Sowjetische Wohnungen waren standardmäßig mit Sanitäranlagen ausgestattet.

Deshalb gibt es in fast allen Altbaubeispielen eintönige Badewannen im Duschbereich.

Sie bestehen jedoch nicht aus Stahl, sondern aus teurerem Gusseisen.

Gusseisen verbogen sich nicht durch das Gewicht einer Person.

Sie war viel schwerer, so dass es beim Einbau mehr Probleme gab, aber die eingebaute gusseiserne Badewanne konnte Jahrzehnte halten. Und genau das tut sie auch: In vielen Wohnungen mit alten Renovierungsarbeiten werden sie noch stillschweigend genutzt.

Ein weiterer Vorteil besteht darin, dass die dekorativen Eigenschaften einer Badewanne aus Gusseisen mit der Zeit nicht verloren gehen.

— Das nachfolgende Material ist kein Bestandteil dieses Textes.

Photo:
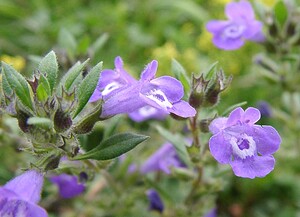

Die Emaille dieses Materials hielt viel länger, so dass die Wohnungsbewohner es nicht ständig neu streichen mussten.

Schließlich erhöhten Badewannen aus Gusseisen den Komfort beim Baden. Das Wasser fließt geräuschärmer in sie hinein, was besonders bei Chruschtschow-Gebäuden mit eklig lauter Geräuschkulisse wichtig war.

Das Gusseisen trug dazu bei, die Temperatur hoch zu halten, sodass die Wärme beim Waschen länger als üblich erhalten blieb. So war es nicht umsonst, dass wir uns entschieden haben, in neuen Wohnräumen gusseiserne Badewannen einzubauen.